2010-08-02 23:47:00 | 教養・ドキュメンタリー

 録画してあった番組を帰宅後に早速視聴しました。民間放送教育協会制作のドキュメンタリー番組、「発見!人間力」(信越放送、2日放送)。今回は、記念すべき100回目でした。

 その第100回目は、「戦争の無い世界へ~紙芝居に込めた祈り~」。静岡県伊豆市の妙蔵寺の僧侶、佐治麻希さん(23)が主役です。

 佐治さんは小学6年生の頃から11年間、紙芝居で平和を訴え続け、原爆の悲惨さを伝える紙芝居の読み語りの上演回数は250回以上になるそうです。

 冒頭、ニューヨークの街角で「禎子ちゃんは生きたい思いを込めて鶴を折り続けたんです」と折鶴を見せ、「禎子ちゃんのことを知っていますか?」と問いかける彼女の姿をテレビカメラが追います。

「禎子ちゃん」とは、広島で2歳のときに被爆し、白血病で12年という短い生涯を終えた佐々木禎子さんのことです。小学校2年生の時に広島を訪れた佐治さんが、自分にも何かできないかと、思い当たったのが紙芝居の読み語りだったそうです。

 佐治さんは、今年の5月に国連本部で行なわれたNPT再検討会議に合わせた平和集会で紙芝居の上演を要請され、渡米したとのこと。佐治さんの紙芝居を見たお年寄りからも、「物語を伝えるだけでなく 心を伝えている」と絶賛されました。

 佐治さんは言います。「禎子さんは決して米軍を憎まなかった。憎しみあいは憎しみしか生まないけれども、許しあいの心からは、新たな希望が生まれる」。本当に、その通りだと思います。
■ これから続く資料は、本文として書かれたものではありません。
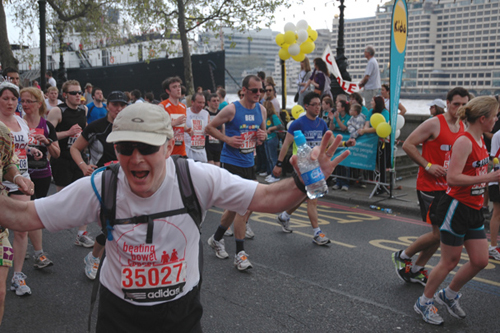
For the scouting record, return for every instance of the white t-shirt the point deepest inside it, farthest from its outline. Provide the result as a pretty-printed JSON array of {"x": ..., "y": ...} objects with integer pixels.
[
  {"x": 173, "y": 254},
  {"x": 195, "y": 144},
  {"x": 495, "y": 145}
]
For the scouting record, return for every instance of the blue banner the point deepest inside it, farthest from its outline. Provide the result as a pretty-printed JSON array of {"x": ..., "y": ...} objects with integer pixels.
[
  {"x": 399, "y": 38},
  {"x": 363, "y": 154}
]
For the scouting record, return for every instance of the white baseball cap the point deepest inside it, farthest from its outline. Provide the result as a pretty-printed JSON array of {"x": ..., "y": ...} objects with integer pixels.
[{"x": 142, "y": 122}]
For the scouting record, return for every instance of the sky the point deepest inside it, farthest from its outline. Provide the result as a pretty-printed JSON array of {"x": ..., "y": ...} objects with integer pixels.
[{"x": 318, "y": 13}]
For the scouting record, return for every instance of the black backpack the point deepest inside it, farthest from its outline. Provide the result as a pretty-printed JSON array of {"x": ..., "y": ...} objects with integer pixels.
[{"x": 107, "y": 198}]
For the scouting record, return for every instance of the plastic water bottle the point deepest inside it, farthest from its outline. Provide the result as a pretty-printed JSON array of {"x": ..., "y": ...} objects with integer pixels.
[
  {"x": 387, "y": 210},
  {"x": 309, "y": 170}
]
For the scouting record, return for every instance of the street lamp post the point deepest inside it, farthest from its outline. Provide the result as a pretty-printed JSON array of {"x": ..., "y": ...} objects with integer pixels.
[{"x": 341, "y": 59}]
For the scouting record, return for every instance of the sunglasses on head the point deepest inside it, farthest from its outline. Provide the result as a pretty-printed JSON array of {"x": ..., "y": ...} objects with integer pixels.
[
  {"x": 256, "y": 90},
  {"x": 79, "y": 92},
  {"x": 127, "y": 148}
]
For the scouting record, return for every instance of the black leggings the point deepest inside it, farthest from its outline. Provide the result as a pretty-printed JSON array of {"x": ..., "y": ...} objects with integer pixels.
[{"x": 42, "y": 186}]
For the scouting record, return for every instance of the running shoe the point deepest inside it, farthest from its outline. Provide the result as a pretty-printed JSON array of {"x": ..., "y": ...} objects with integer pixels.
[
  {"x": 218, "y": 246},
  {"x": 41, "y": 261},
  {"x": 452, "y": 305},
  {"x": 19, "y": 285},
  {"x": 249, "y": 233},
  {"x": 241, "y": 261},
  {"x": 428, "y": 312},
  {"x": 84, "y": 240},
  {"x": 91, "y": 265},
  {"x": 419, "y": 277},
  {"x": 321, "y": 239},
  {"x": 494, "y": 253},
  {"x": 403, "y": 266},
  {"x": 272, "y": 179},
  {"x": 285, "y": 224}
]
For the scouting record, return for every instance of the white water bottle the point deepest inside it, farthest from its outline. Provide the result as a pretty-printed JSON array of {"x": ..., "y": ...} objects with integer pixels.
[{"x": 311, "y": 173}]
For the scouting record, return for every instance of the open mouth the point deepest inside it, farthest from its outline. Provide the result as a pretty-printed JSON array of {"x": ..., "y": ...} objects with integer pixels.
[{"x": 140, "y": 174}]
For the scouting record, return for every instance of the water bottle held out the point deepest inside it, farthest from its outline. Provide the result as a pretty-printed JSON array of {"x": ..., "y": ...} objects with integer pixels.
[{"x": 311, "y": 173}]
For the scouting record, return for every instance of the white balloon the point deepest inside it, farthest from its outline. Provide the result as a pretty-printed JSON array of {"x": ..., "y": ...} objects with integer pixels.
[
  {"x": 302, "y": 36},
  {"x": 294, "y": 49},
  {"x": 401, "y": 122},
  {"x": 290, "y": 27},
  {"x": 302, "y": 24}
]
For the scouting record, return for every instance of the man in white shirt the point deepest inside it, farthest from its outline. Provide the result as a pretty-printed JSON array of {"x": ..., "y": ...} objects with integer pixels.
[{"x": 151, "y": 282}]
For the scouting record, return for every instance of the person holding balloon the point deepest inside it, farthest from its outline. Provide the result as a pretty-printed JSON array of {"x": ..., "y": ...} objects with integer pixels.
[{"x": 378, "y": 115}]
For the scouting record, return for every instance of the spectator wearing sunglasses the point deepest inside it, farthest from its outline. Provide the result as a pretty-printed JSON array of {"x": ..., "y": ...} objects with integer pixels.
[
  {"x": 69, "y": 119},
  {"x": 144, "y": 287}
]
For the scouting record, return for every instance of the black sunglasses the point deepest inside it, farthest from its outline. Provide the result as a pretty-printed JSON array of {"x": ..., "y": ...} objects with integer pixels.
[
  {"x": 256, "y": 90},
  {"x": 79, "y": 92},
  {"x": 127, "y": 148}
]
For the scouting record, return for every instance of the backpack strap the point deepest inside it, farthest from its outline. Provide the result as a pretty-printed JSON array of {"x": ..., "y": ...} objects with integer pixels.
[{"x": 188, "y": 194}]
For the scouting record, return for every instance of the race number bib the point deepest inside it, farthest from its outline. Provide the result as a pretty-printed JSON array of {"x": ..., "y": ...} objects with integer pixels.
[
  {"x": 480, "y": 188},
  {"x": 198, "y": 139},
  {"x": 211, "y": 139},
  {"x": 249, "y": 141},
  {"x": 72, "y": 139},
  {"x": 178, "y": 131},
  {"x": 31, "y": 139},
  {"x": 153, "y": 283},
  {"x": 23, "y": 159}
]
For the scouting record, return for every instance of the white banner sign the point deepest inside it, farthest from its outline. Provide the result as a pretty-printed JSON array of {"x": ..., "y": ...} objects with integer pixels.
[{"x": 347, "y": 86}]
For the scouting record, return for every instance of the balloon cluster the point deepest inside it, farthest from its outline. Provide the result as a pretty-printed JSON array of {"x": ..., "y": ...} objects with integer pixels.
[
  {"x": 297, "y": 41},
  {"x": 382, "y": 128}
]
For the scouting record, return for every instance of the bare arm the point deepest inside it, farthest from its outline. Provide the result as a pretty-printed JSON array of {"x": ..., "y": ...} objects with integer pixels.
[
  {"x": 284, "y": 194},
  {"x": 462, "y": 148},
  {"x": 19, "y": 215},
  {"x": 76, "y": 153},
  {"x": 224, "y": 116}
]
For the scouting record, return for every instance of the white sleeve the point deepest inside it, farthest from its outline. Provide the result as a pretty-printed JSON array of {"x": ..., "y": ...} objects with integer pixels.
[
  {"x": 215, "y": 186},
  {"x": 74, "y": 206}
]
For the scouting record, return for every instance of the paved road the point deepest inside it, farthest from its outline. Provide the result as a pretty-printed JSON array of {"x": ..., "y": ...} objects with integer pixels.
[{"x": 295, "y": 286}]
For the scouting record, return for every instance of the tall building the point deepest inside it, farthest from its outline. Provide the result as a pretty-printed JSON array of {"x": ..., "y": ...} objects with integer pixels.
[{"x": 450, "y": 43}]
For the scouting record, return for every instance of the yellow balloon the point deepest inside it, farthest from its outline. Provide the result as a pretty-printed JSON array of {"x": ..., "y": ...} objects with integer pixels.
[
  {"x": 376, "y": 119},
  {"x": 313, "y": 35},
  {"x": 290, "y": 37},
  {"x": 384, "y": 130},
  {"x": 297, "y": 110},
  {"x": 299, "y": 57},
  {"x": 283, "y": 54},
  {"x": 280, "y": 39},
  {"x": 307, "y": 47}
]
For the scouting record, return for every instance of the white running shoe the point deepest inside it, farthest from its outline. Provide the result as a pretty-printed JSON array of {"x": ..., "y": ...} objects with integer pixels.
[
  {"x": 218, "y": 246},
  {"x": 241, "y": 261},
  {"x": 19, "y": 285},
  {"x": 91, "y": 265},
  {"x": 84, "y": 240}
]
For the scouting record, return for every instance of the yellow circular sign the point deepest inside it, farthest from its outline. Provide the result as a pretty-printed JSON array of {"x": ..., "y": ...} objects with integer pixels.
[{"x": 400, "y": 32}]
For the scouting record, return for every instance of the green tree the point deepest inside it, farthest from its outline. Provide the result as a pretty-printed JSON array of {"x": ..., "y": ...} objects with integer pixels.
[{"x": 193, "y": 15}]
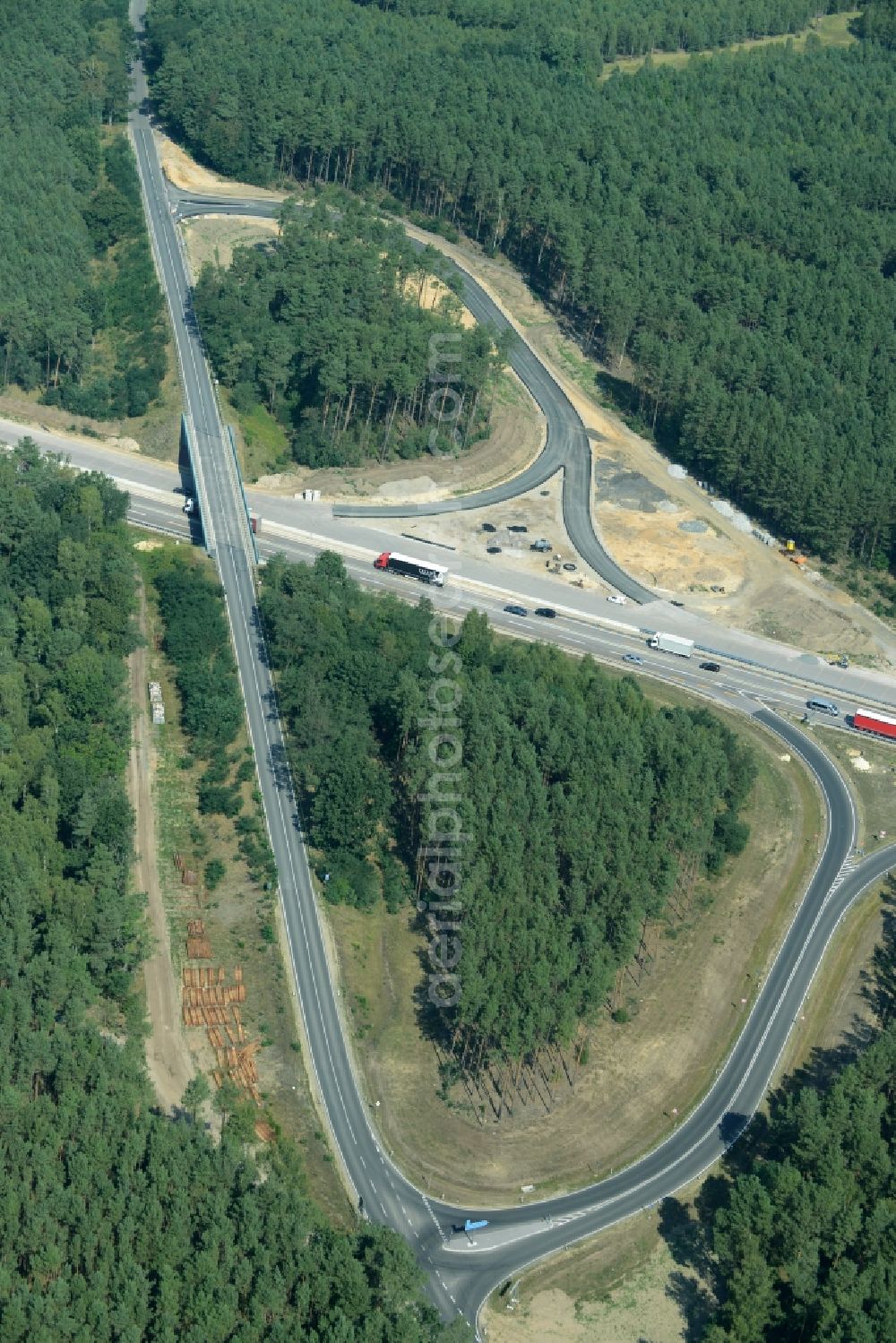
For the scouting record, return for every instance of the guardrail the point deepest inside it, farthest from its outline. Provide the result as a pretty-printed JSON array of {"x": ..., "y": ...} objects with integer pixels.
[
  {"x": 242, "y": 489},
  {"x": 188, "y": 436}
]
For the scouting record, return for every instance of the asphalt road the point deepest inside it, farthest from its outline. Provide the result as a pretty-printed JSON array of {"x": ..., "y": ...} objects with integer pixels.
[
  {"x": 290, "y": 520},
  {"x": 565, "y": 447},
  {"x": 461, "y": 1275}
]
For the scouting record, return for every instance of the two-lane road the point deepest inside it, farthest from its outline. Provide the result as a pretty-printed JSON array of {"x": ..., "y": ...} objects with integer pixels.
[{"x": 460, "y": 1276}]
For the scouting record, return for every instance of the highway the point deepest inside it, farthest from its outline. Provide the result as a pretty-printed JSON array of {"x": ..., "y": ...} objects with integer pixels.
[
  {"x": 565, "y": 447},
  {"x": 314, "y": 525},
  {"x": 461, "y": 1275}
]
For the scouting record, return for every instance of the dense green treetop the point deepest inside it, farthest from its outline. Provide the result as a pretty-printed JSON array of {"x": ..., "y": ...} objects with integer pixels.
[
  {"x": 116, "y": 1221},
  {"x": 724, "y": 231},
  {"x": 81, "y": 312},
  {"x": 581, "y": 802},
  {"x": 804, "y": 1241},
  {"x": 327, "y": 330}
]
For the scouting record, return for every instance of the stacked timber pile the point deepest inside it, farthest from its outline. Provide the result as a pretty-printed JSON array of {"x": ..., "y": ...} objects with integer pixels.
[
  {"x": 211, "y": 1003},
  {"x": 239, "y": 1065},
  {"x": 198, "y": 944}
]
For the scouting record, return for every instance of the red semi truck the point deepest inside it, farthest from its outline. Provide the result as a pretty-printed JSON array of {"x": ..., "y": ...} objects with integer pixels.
[
  {"x": 880, "y": 724},
  {"x": 411, "y": 568}
]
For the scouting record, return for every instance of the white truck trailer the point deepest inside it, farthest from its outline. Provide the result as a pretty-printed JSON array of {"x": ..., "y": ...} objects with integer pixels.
[{"x": 672, "y": 643}]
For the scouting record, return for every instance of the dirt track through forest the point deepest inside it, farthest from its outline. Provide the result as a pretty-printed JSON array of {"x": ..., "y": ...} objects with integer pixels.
[{"x": 168, "y": 1057}]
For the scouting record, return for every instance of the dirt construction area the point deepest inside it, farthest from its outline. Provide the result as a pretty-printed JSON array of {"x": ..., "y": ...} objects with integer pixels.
[
  {"x": 168, "y": 1058},
  {"x": 678, "y": 543}
]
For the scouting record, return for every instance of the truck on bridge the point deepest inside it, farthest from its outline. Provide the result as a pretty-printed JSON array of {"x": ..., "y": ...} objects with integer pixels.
[
  {"x": 410, "y": 568},
  {"x": 672, "y": 643},
  {"x": 880, "y": 724}
]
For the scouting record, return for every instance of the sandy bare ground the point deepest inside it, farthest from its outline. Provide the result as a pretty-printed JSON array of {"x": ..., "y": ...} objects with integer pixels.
[
  {"x": 168, "y": 1057},
  {"x": 763, "y": 592}
]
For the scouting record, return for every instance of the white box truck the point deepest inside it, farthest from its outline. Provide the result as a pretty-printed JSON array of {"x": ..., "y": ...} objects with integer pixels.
[{"x": 672, "y": 643}]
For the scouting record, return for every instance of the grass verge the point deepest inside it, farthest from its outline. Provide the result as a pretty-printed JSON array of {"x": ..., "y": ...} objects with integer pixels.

 「ねたみ、自分勝手な気持ち どんどん大きくなって 戦争につながっていると思う。自分自身の心の戦争からなくしていくことで平和は始まっていく」・・・佐治さんの言葉です。

 番組の最後で彼女は、こう語りかけます。「平和を祈る心は国境を越えて たった一つ」。渡米しての実感でしょう。久しぶりに心が洗われる、そんな番組でした。